We’re all about retro, these days. The GOP slate looks like a roster of “Then That’s What We Called Presidential Candidates.” Everyone feels vaguely dated. Romney? 2007! Palin? 2010. Jimmy McMillan? 1868! And those are just the ones with enough name recognition to merit a parody on “SNL.” Trump is the only one with any reviving freshness, and that’s odd, because it looks like someone just embalmed him. For Romney and Palin, it’s increasingly looking like the ship has sailed. When you’re just out of style, you’re dead in the water.
But Newt Gingrich is so out that maybe he’s come back into fashion — like polyester, or those weird gelatin shoes.
So I’m a little concerned about the news that he will announce that he is running for president on Wednesday – via Facebook and Twitter.
I know Newt has millions of followers — more than, say, Palin. But Palin arose in the era of social communications! We’re used to her tweets and their bizarre neologistic logic. But try as he may, Newt still seems too much like that lady from your mother’s book club who tries to become your Facebook friend. You want to pat him on the hand and offer him a pager. If this were a sci-fi movie, someone would show up, tap him on the shoulder, and gently insist that he return to his own time.

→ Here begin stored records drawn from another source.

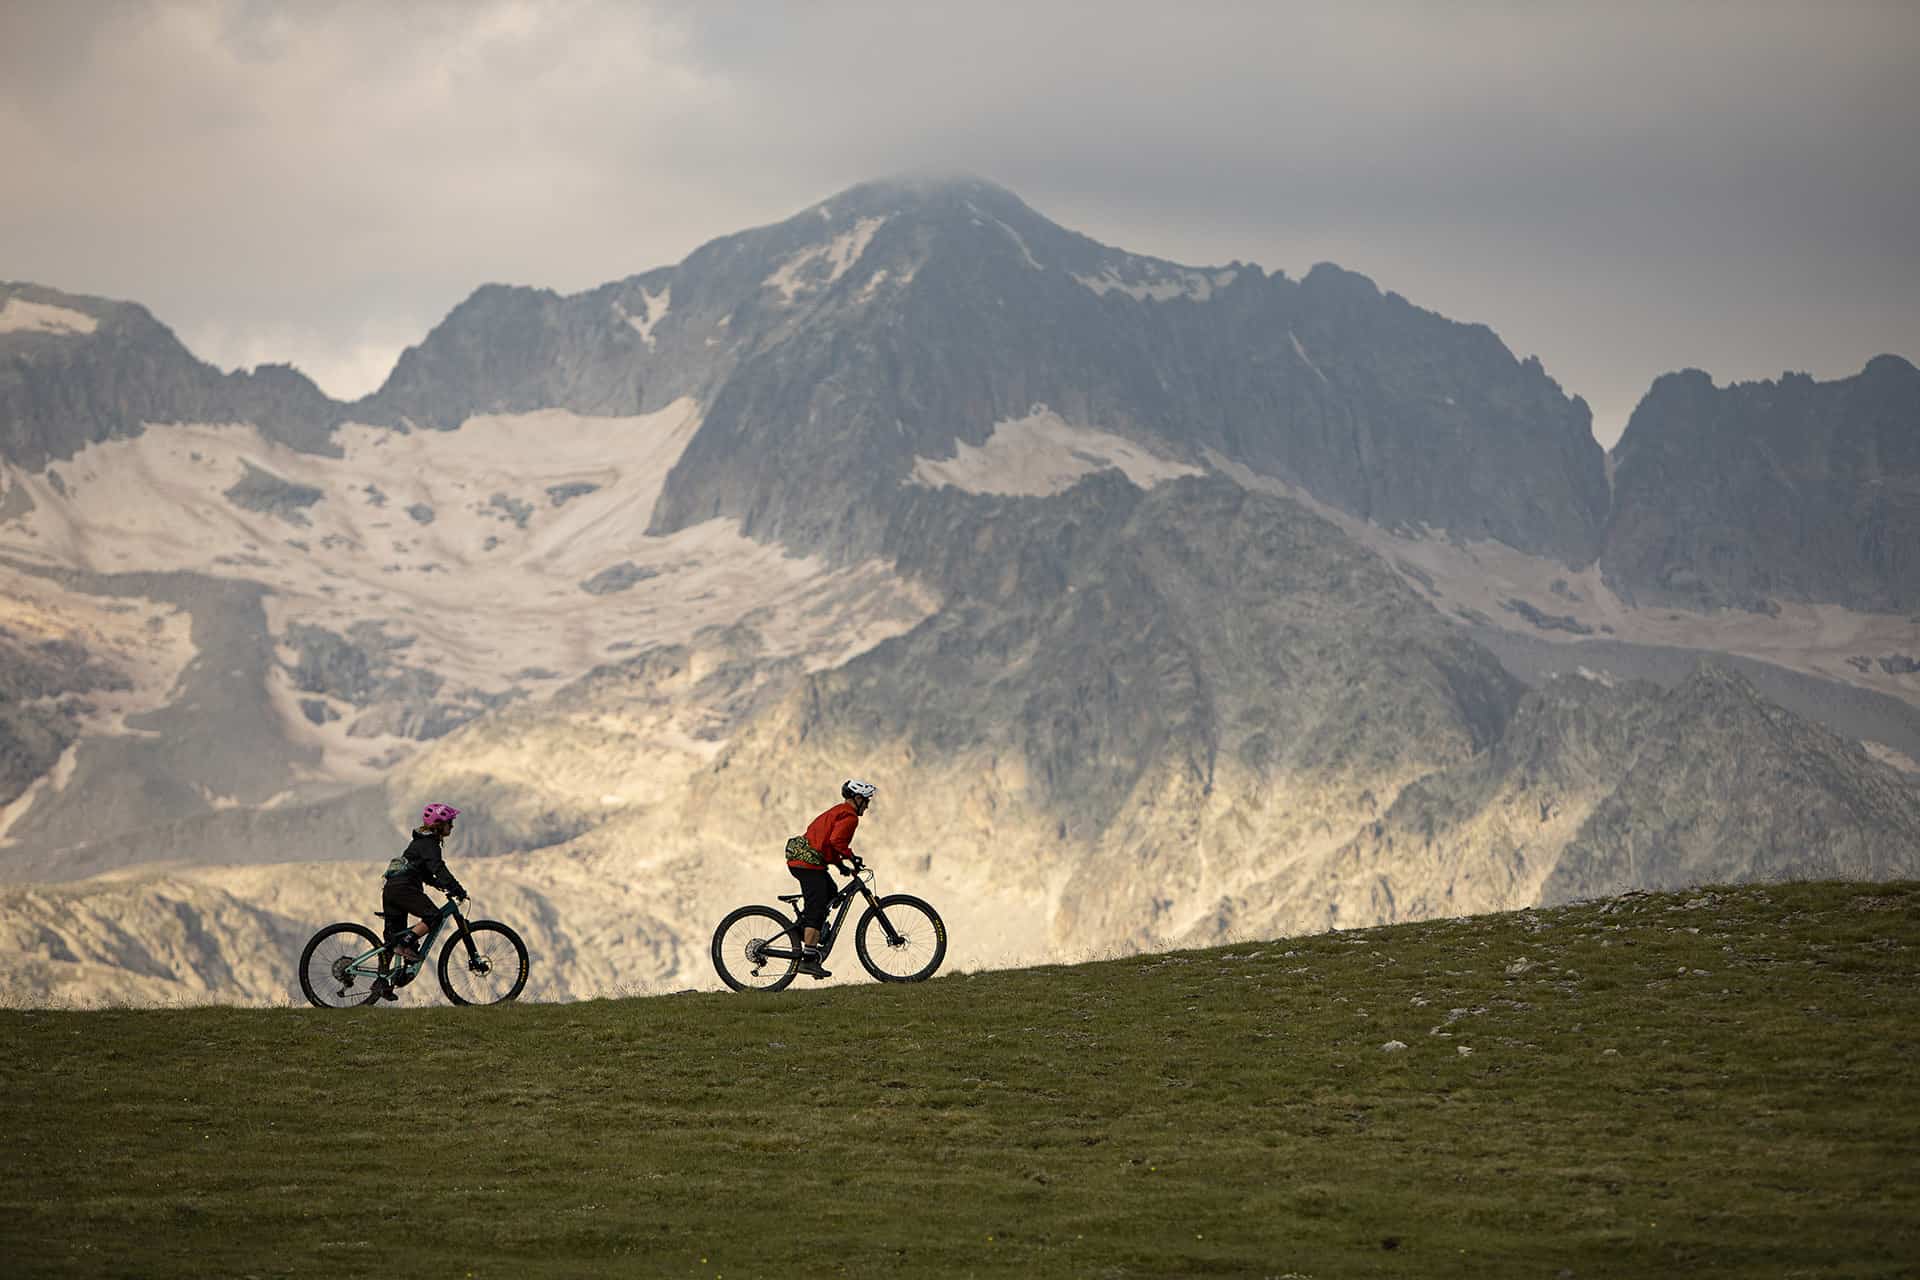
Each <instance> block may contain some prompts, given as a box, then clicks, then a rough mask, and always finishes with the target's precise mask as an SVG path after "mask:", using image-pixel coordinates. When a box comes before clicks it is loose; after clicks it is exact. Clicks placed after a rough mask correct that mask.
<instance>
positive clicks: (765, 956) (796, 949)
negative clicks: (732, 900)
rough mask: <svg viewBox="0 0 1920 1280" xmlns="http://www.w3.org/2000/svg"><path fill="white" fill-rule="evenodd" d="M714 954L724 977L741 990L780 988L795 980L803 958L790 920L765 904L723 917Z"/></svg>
mask: <svg viewBox="0 0 1920 1280" xmlns="http://www.w3.org/2000/svg"><path fill="white" fill-rule="evenodd" d="M712 958H714V965H716V967H718V969H720V977H722V981H726V983H728V986H735V988H739V990H778V988H780V986H785V984H787V983H791V981H793V973H795V969H797V967H799V960H801V958H799V940H797V938H795V936H793V931H791V927H789V921H787V919H785V917H783V915H778V913H774V912H772V910H764V908H762V910H756V912H737V913H733V915H730V917H728V919H726V921H722V925H720V929H718V931H716V933H714V942H712Z"/></svg>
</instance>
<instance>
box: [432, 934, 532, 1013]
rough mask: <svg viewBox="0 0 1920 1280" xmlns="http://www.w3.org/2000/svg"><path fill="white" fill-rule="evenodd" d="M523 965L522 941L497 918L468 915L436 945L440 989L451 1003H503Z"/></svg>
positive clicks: (515, 984)
mask: <svg viewBox="0 0 1920 1280" xmlns="http://www.w3.org/2000/svg"><path fill="white" fill-rule="evenodd" d="M526 969H528V963H526V942H522V940H520V935H516V933H515V931H513V929H509V927H507V925H503V923H499V921H497V919H470V921H467V927H465V929H461V931H459V933H455V935H453V936H451V938H447V944H445V946H442V948H440V990H444V992H447V1000H451V1002H453V1004H507V1002H509V1000H515V998H518V994H520V990H524V988H526Z"/></svg>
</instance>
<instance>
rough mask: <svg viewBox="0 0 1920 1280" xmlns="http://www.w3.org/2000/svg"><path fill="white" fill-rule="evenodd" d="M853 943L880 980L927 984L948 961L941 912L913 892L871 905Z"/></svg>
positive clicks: (888, 898)
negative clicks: (942, 962) (912, 893)
mask: <svg viewBox="0 0 1920 1280" xmlns="http://www.w3.org/2000/svg"><path fill="white" fill-rule="evenodd" d="M852 942H854V950H856V952H860V963H862V965H866V971H868V973H872V975H874V977H876V979H879V981H881V983H924V981H927V979H929V977H933V971H935V969H939V967H941V961H943V960H947V925H945V921H941V913H939V912H935V910H933V908H931V906H927V904H925V902H922V900H920V898H914V896H912V894H887V896H885V898H881V900H879V902H876V904H874V906H870V908H868V910H866V915H862V917H860V927H858V929H854V935H852Z"/></svg>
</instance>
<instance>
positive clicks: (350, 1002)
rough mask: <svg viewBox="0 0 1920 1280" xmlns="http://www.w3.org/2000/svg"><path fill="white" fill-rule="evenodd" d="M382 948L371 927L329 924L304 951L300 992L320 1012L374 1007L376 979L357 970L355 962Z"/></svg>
mask: <svg viewBox="0 0 1920 1280" xmlns="http://www.w3.org/2000/svg"><path fill="white" fill-rule="evenodd" d="M378 946H380V938H376V936H374V933H372V929H369V927H367V925H353V923H346V921H342V923H338V925H326V929H321V931H319V933H317V935H313V938H309V940H307V950H303V952H300V990H301V992H303V994H305V996H307V1004H311V1006H313V1007H317V1009H351V1007H353V1006H357V1004H372V1002H374V994H372V977H371V975H367V973H361V971H357V969H355V967H353V961H355V960H359V958H361V956H365V954H367V952H371V950H376V948H378Z"/></svg>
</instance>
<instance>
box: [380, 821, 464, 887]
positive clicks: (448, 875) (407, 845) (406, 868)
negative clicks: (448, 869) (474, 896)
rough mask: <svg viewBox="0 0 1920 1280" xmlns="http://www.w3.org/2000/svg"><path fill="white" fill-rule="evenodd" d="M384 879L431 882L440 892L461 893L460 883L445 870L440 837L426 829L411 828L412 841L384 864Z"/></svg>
mask: <svg viewBox="0 0 1920 1280" xmlns="http://www.w3.org/2000/svg"><path fill="white" fill-rule="evenodd" d="M386 879H388V883H396V881H397V883H403V885H432V887H434V889H438V890H440V892H444V894H465V892H467V890H465V889H461V883H459V881H457V879H453V871H447V862H445V858H442V856H440V837H438V835H434V833H430V831H424V829H422V831H415V833H413V842H411V844H407V852H403V854H401V856H399V858H396V860H394V862H390V864H386Z"/></svg>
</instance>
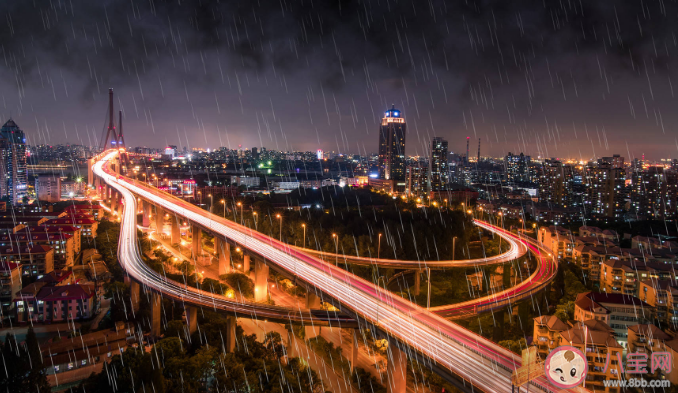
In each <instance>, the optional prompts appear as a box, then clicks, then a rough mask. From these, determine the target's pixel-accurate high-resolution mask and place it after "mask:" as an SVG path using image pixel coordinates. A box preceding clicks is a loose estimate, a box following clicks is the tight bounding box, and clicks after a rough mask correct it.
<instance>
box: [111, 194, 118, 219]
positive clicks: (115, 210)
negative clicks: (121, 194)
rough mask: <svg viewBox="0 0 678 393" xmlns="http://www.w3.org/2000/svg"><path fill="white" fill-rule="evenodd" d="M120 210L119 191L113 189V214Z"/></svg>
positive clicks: (112, 208)
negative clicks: (115, 190) (119, 209)
mask: <svg viewBox="0 0 678 393" xmlns="http://www.w3.org/2000/svg"><path fill="white" fill-rule="evenodd" d="M117 210H118V192H117V191H115V190H111V214H113V212H114V211H117Z"/></svg>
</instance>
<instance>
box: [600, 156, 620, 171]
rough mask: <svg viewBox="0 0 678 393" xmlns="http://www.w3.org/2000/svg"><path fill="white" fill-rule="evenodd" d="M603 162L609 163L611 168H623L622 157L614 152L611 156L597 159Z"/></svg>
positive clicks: (613, 168) (606, 163)
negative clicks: (610, 166)
mask: <svg viewBox="0 0 678 393" xmlns="http://www.w3.org/2000/svg"><path fill="white" fill-rule="evenodd" d="M599 161H600V162H601V163H603V164H608V165H611V166H612V168H613V169H620V168H624V157H622V156H620V155H619V154H614V155H612V157H603V158H601V159H600V160H599Z"/></svg>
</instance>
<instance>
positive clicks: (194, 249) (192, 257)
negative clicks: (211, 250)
mask: <svg viewBox="0 0 678 393" xmlns="http://www.w3.org/2000/svg"><path fill="white" fill-rule="evenodd" d="M191 237H192V238H193V240H192V244H191V245H192V248H191V257H192V258H193V260H194V261H197V260H198V257H199V256H200V255H201V254H202V229H200V228H198V226H197V225H192V226H191Z"/></svg>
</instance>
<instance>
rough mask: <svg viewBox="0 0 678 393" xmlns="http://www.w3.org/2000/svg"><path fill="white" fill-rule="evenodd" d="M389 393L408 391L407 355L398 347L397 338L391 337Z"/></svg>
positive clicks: (386, 370)
mask: <svg viewBox="0 0 678 393" xmlns="http://www.w3.org/2000/svg"><path fill="white" fill-rule="evenodd" d="M386 362H387V365H386V375H387V384H386V391H387V392H388V393H406V392H407V379H406V376H407V355H406V354H405V352H404V351H401V350H400V348H398V344H397V342H396V341H395V340H393V339H389V342H388V352H387V359H386Z"/></svg>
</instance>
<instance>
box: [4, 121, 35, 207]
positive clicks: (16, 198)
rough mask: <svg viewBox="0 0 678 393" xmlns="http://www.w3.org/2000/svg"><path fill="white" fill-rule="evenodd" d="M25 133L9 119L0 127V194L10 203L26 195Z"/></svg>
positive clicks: (15, 200) (22, 198)
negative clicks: (5, 195)
mask: <svg viewBox="0 0 678 393" xmlns="http://www.w3.org/2000/svg"><path fill="white" fill-rule="evenodd" d="M27 188H28V174H27V170H26V135H24V132H23V131H22V130H21V129H20V128H19V126H17V125H16V123H15V122H14V120H12V119H9V120H8V121H7V123H5V125H4V126H2V128H0V195H7V196H8V197H9V200H10V201H11V202H12V203H15V204H16V203H19V202H21V200H22V199H23V197H24V196H26V191H27Z"/></svg>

And maybe that wouldn’t be such a bad thing. There were many things about the ‘90s that seem nice in retrospect. There was the prosperity! There was the music, which sounded as though it were being piped down from a pleather-upholstered spaceship. There was the hinky old dial-up Internet. There were exposed midriffs and flared jeans. There was all the technology we thought was cutting-edge that turned out to be silly, slow and instantly dated.
And that’s where the Newt conundrum comes in.
Newt is like a mobile phone: bulky, oddly endearing, and in the ‘90s, we thought it was The Last Word in Everything.
Sure, it’s updated. It’s on all the networks. But I don’t care how many expansion packs you get or upgrades you impose on it — it’s still the same old device. You wouldn’t use one to Tweet or Facebook unless you didn’t really understand the concept.
So stop trying to pretend you’re hip and relevant, Newt! It’s almost embarrassing. You have only 124,419 Facebook fans, at the time of writing! That compares unfavorably with the number of people who belong to the page for Telling Sarah Palin She’s Full Of Crap! Why go there?
You need to embrace the source of your appeal: You’re vintage! You’re the ‘90s model, the Hamster Dance of Politics. If you said that you were announcing via mix CD from the set of “TRL” that you were running for president, I bet you’d see a bump.